Questo interrogativo è al cuore della Laudato si’ che prosegue: “Questa domanda non riguarda solo l’ambiente in modo isolato, perchè non si può porre la questione in maniera parziale” e questo conduce a interrogarsi sul senso dell’esistenza e sui valori alla base della vita sociale: ” Per quale fine siamo venuti in questa vita? Per scopo lavoriamo e lottiamo? Perchè questa terra ha bisogno di noi?”. Se non ci poniamo queste domande di fondo – dice il Pontefice – ” non credo che le nostre preoccupazioni ecologiche possano ottenere effetti importanti”.
L’Enciclica prende il nome dall’invocazione di San Francesco, “Laudato si’, mi Signore” che nel Cantico delle Creature ricorda che la terra, la nostra casa comune, ” è anche come una sorella, con la qual condividiamo l’esistenza, e come una madre bella che ci accoglie tra le sue braccia”. Noi stessi “siamo terra. Il nostro stesso corpo è costituito dagli elementi del pianeta, la sua aria è quella che ci dà respiro e la sua acqua ci vivifiva e ristora”.

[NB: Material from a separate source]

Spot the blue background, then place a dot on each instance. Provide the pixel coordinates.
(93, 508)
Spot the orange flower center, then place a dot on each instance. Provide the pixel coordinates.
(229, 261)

Capitolo primo: – Quello che sta accadendo alla nostra casa
Capitolo secondo: – Il Vangelo della creazione
Capitolo terzo: – La radice umana della crisi ecologica
Capitolo quarto: – Un’ecologia integrale
Capitolo quinto: – Alcune linee di orientamento comune
Capitolo sesto: – Educazione e spiritualità ecologica

Dopo la Laudato si’, l’esame di coscienza, lo strumento che la Chiesa ha sempre raccomandato per orientare la propria vita alla luce della relazione con Dio, dovrà includere una nuova dimensione, considerando non solo come si è vissuta la comunione con Dio, con gli altri e con se stessi, ma anche con tutte le creature e la natura.

Quanto amiamo la nostra vita, chi ce l’ha donata e quanto ci circonda?
Buon fine settimana, cari amici di blog!
Che sia splendente, colorato e pieno d’amore per la nostra bellissima Terra!